Example 10: Importing into a Database
filename = '/tmp/some.csv'
options = { key_mapping: { unwanted_row: nil, old_row_name: :new_name } }
n = SmarterCSV.process(filename, options) do |array|
MyModel.create(array.first)
end
# => returns number of rows processed
Example 11: Batch Processing with Sidekiq
Processing in chunks reduces memory usage and enables parallel processing. The block receives the chunk as an optional second parameter:
filename = '/tmp/input.csv'
n = SmarterCSV.process(filename, chunk_size: 100) do |chunk, chunk_index|
puts "Queueing chunk #{chunk_index} with #{chunk.size} records..."
Sidekiq::Client.push_bulk(
'class' => SidekiqWorkerClass,
'args' => chunk,
)
end
# => returns number of chunks
See Batch Processing.
Example 12: Resumable CSV Import with Rails ActiveJob (Rails 8.1+)
Rails 8.1 introduced ActiveJob::Continuable, which lets a job pause and resume from exactly where it stopped — for example during a deployment or queue drain.
# app/jobs/import_csv_job.rb
class ImportCsvJob < ApplicationJob
include ActiveJob::Continuable
def perform(file_path)
step :import_rows do |step|
SmarterCSV.process(file_path, chunk_size: 500) do |chunk, chunk_index|
next if chunk_index < step.cursor.to_i # skip already-processed chunks on resume
MyModel.import!(chunk)
step.set! chunk_index + 1
end
end
end
end
step.cursorstarts asnil(→0), so the first run processes all chunks.- If interrupted after chunk 7, Rails persists the cursor as
8. - On the next run chunks 0–7 are skipped quickly via
next; processing resumes from chunk 8.
Requires Rails 8.1+ and a queue adapter that supports graceful shutdown (Sidekiq, Solid Queue).
Example 13: Instrumentation
SmarterCSV.process('large_import.csv',
chunk_size: 1000,
on_start: ->(info) {
Rails.logger.info "Import started: #{info[:input]} (#{info[:file_size]} bytes)"
},
on_chunk: ->(info) {
Rails.logger.debug "Chunk #{info[:chunk_number]}: #{info[:rows_in_chunk]} rows"
},
on_complete: ->(stats) {
Rails.logger.info "Done: #{stats[:total_rows]} rows in #{stats[:duration].round(2)}s"
},
) { |chunk| MyModel.insert_all(chunk) }
Example 14: Streaming Inputs (Non-Seekable IO)
(1.17.0+) SmarterCSV reads from gzipped files, HTTP responses, S3 objects, or piped STDIN — no need to materialize the file on disk first.
require 'zlib'
Zlib::GzipReader.open('huge.csv.gz') do |io|
SmarterCSV.process(io) { |row| MyModel.upsert(row.first) }
end
See Real-World CSV Files → I/O Patterns for gzip, S3, HTTP, STDIN, and IO.popen worked examples.

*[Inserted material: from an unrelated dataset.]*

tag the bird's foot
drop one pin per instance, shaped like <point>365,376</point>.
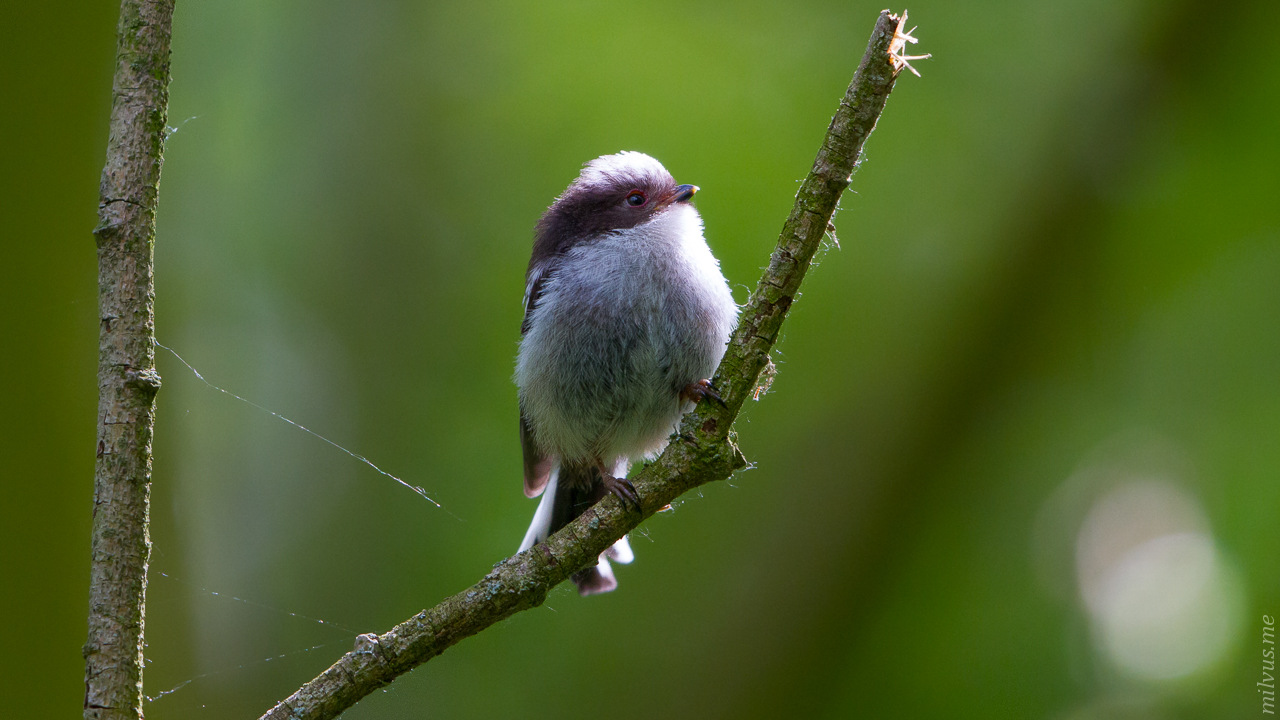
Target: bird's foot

Example 15: Resumable Import (Plain Ruby)
A non-Rails counterpart to Example 12 — track the chunk cursor in a JSON file so an interrupted import resumes where it left off.
See Batch Processing → Resumable Import (Plain Ruby) for the worked example.
Example 16: CSV Files with Comment Lines
Strip lines matching a pattern (e.g. #-prefixed comments in DB dumps and log exports) using comment_regexp:
SmarterCSV.process('data.csv', comment_regexp: /\A#/)
See Header Transformations → CSV Files with Comment Lines for the worked example.
Example 17: Tab-Separated Values (TSV)
SmarterCSV.process('data.tsv') # auto-detected
SmarterCSV.process('data.tsv', col_sep: "\t") # explicit
See Row and Column Separators → Tab-Separated Values (TSV) for details.
Example 18: Multi-Line Fields
Newlines inside "..." are preserved as part of the field — common in addresses, CRM notes, and free-text comments. No configuration needed.
See Real-World CSV Files → Multi-Line Quoted Fields for the worked example.
Example 19: Filtering and Transforming a CSV File
The Ruby CSV library has CSV.filter for "read CSV, mutate each row, write CSV." In SmarterCSV this is a two-line composition of SmarterCSV.each and SmarterCSV.generate:
SmarterCSV.generate('out.csv') do |csv|
SmarterCSV.each('in.csv') do |row|
row[:price] = (row[:price] * 1.1).round(2)
row.delete(:internal_notes)
csv << row
end
end
The explicit csv << row is the win over CSV.filter — emission is intentional, not a side effect of mutating the block argument.
Pipeline (STDIN → STDOUT)
# cat in.csv | ruby filter.rb > out.csv
SmarterCSV.generate($stdout) do |csv|
SmarterCSV.each($stdin) { |row| csv << row }
end
Skipping rows
SmarterCSV.generate('out.csv') do |csv|
SmarterCSV.each('in.csv') do |row|
next if row[:status] == 'archived' # just skip — no emit
csv << row
end
end
Compressed in, compressed out
require 'zlib'
Zlib::GzipWriter.open('out.csv.gz') do |gz_out|
SmarterCSV.generate(gz_out) do |csv|
Zlib::GzipReader.open('in.csv.gz') do |gz_in|
SmarterCSV.each(gz_in) { |row| csv << row }
end
end
end
Both endpoints are non-seekable streams — a pattern CSV.filter cannot handle, since it requires seekable input/output.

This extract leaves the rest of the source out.